I jak to zazwyczaj bywa dowcip w sposób frywolny i lekki opisuje siermiężną rzeczywistość. Bo bliźni u bliźniego w źrenicy zawsze dostrzeże własne odbicie, i będzie temu drugiemu wmawiał, że jest złem wcielonym, choćby sam zza płota zerkając miał gumofilce gnojem uwalane. Dlatego kiedy otrzymałem całkowicie darmową psychoanalizę po publikacji pewnego zdjęcia na pewnym popularnym portalu niespecjalnie się nią przejąłem.
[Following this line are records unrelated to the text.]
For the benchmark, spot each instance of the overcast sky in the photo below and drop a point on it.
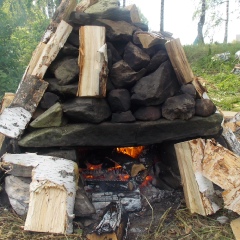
(178, 19)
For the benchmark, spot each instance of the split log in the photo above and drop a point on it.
(52, 191)
(83, 5)
(112, 226)
(179, 61)
(222, 167)
(15, 118)
(134, 14)
(235, 225)
(149, 39)
(92, 62)
(198, 190)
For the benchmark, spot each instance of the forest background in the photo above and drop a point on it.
(22, 24)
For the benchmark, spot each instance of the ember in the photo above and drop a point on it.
(131, 151)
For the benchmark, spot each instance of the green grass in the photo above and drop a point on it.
(223, 86)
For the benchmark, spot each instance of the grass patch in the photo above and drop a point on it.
(223, 86)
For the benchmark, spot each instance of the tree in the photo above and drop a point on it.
(162, 16)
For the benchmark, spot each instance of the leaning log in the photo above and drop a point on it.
(198, 190)
(52, 191)
(179, 61)
(92, 62)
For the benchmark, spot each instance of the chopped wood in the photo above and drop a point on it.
(135, 17)
(85, 4)
(49, 52)
(62, 13)
(235, 225)
(52, 192)
(15, 118)
(92, 62)
(179, 61)
(150, 39)
(198, 190)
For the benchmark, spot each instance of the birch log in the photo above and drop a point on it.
(52, 191)
(179, 61)
(92, 62)
(198, 190)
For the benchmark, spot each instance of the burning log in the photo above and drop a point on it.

Ale z rozbawieniem czytałem. Kim jestem, jak traktuję kobiety i jakie mam problemy ze sobą. I jakim to nadętym jestem pseudoartystą, kiedy te wszystkie próby wmówienia mi kompleksów całego świata żartobliwie wyśmiałem. I przy okazji tej przyznam się, zupełnie niezłośliwie współczuję wszystkim tym co mają na każdy problem tego świata gotową receptę, zestaw zawsze trafnych odpowiedzi i nie mylą się nigdy. To strasznie musi być nudne, być takim ułożonym, idealnym, wiedzieć najlepiej na świecie jak inni powinni żyć i nie mieć co do tego żadnych wątpliwości ;)
A poniżej seria z której pochodzi zdjęcie,wywołujące tą odrobinę emocji w kilku osobach. I po co? To już nie może człowiek uwiecznić na kliszy spaceru zakochanych? Zwłaszcza w kontekście dnia 8 marca? Kiedy to każdy szanujący się facet stara się swojej kobiecie pokazać jak bardzo o niej pamięta, jak bardzo ją kocha i szanuje? Niestety 8 marca jest tylko raz w roku. Więc doceńcie każdy miły gest, drogie panie.
Zagrali Jula i Grześ.
A w tle muzycznie otwierał wino ze swoją dziewczyną Sydney Pollack ;)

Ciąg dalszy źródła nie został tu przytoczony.